I’d like to do what I can to help people realize that slavery has not ended and that we as Americans continue to benefit from it and perpetuate it. I’m not sure of the best way to approach this. People don’t want to feel guilty or bad, especially for something that seems out of their control. Also, I don’t think the responsibility should fall on the individual. Our corporations and government are failing us. They are creating and perpetuating this situation, and then obfuscating it so individual consumers have trouble figuring out what’s what. To make an individual buying a shirt feel guilty when these systems are to blame seems misguided and will probably backfire. Most people will probably feel defensive or make excuses, just like I did for years.

I debated writing a journalistic style article detailing the atrocities and widespread nature of sweatshops. Right now, I just don’t have the time. Also, my purpose isn’t journalism. My purpose is to identify what I personally can do to help end this injustice. (If you are wanting information on sweatshops and modern slavery though, look here, here, and here.)

Moving forward, I will only buy sweatshop-free clothing and accessories. I will probably write about the items I buy here and post photos of some of them on instagram. I recognize that this is an imperfect, consumerism-centric start, but I believe an imperfect start is better than no start. I recognize that, as True Cost points out, the whole “fast” fashion industry is a problem. That we cannot just slightly improve working conditions yet keep the whole larger system in place. But this is the start I see available to me now.

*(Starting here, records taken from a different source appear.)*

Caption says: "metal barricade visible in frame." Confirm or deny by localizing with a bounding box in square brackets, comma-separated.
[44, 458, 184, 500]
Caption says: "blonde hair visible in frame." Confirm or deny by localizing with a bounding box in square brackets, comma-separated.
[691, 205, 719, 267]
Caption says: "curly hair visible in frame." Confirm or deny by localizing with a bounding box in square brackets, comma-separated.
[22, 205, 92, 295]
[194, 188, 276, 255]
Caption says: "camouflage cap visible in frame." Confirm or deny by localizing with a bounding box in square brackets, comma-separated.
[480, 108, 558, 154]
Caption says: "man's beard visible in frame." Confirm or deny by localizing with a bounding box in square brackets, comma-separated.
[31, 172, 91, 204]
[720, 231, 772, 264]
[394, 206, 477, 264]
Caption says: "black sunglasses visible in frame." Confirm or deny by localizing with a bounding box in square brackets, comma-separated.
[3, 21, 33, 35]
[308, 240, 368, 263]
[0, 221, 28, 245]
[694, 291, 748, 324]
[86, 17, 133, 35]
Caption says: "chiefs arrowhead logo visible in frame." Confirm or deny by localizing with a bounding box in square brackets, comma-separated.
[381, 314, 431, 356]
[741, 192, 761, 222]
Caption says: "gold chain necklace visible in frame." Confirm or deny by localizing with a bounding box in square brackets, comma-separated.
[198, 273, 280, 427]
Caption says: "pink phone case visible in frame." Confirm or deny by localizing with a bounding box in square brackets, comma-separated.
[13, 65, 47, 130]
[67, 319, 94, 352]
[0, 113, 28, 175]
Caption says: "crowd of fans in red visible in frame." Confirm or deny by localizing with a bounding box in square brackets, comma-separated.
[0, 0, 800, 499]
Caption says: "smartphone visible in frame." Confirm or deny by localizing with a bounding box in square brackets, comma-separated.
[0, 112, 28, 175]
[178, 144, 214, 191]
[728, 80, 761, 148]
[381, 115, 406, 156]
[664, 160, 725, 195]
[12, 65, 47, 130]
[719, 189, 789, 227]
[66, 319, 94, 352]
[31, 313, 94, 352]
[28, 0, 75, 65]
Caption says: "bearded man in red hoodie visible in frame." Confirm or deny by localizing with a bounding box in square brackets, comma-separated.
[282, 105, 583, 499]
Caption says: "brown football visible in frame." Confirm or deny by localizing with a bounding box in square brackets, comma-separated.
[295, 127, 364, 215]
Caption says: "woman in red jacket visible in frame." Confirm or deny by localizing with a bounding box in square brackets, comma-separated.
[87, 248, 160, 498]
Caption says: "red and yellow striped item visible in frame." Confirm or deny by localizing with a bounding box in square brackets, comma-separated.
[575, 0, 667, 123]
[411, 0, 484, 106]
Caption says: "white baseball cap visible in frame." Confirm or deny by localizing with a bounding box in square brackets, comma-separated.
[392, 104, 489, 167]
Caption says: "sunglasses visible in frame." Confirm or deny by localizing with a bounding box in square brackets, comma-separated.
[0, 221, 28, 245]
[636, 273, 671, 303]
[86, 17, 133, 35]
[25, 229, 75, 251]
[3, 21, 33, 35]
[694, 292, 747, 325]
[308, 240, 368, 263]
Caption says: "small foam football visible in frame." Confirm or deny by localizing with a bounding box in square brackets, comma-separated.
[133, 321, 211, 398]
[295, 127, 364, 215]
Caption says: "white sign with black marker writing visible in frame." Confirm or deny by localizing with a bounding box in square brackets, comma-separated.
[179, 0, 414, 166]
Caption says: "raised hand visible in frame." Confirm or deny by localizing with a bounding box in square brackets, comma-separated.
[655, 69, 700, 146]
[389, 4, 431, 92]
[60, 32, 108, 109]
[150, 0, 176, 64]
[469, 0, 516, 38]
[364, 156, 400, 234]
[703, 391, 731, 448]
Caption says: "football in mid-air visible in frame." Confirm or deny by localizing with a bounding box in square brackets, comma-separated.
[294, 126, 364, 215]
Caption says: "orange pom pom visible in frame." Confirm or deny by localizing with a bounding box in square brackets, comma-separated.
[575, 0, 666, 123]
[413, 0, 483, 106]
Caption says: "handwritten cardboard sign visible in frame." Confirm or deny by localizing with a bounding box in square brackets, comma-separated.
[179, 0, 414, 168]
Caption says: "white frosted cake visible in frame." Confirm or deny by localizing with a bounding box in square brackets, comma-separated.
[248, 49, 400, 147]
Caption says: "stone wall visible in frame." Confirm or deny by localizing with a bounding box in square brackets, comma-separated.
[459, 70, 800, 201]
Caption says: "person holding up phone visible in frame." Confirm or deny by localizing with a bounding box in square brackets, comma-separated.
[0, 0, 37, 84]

I have faith that, with time, I will learn more, gain knowledge and wisdom, and gain clarity on what action to take. I have faith that, with time, I will be able to do more than “conscious consumption” and a piddly blog post. I have faith that I will think of ways to join a larger movement, to put pressure on corporations to change, to put pressure on government to properly regulate. I know that this issue does not only extend to clothing and accessories. That is where I am beginning because that appears to be the most accessible “in” to ethical manufacturing and consumption. I have faith that, with time, I will find ways to promote modern slavery-free food, furniture, technology, etc.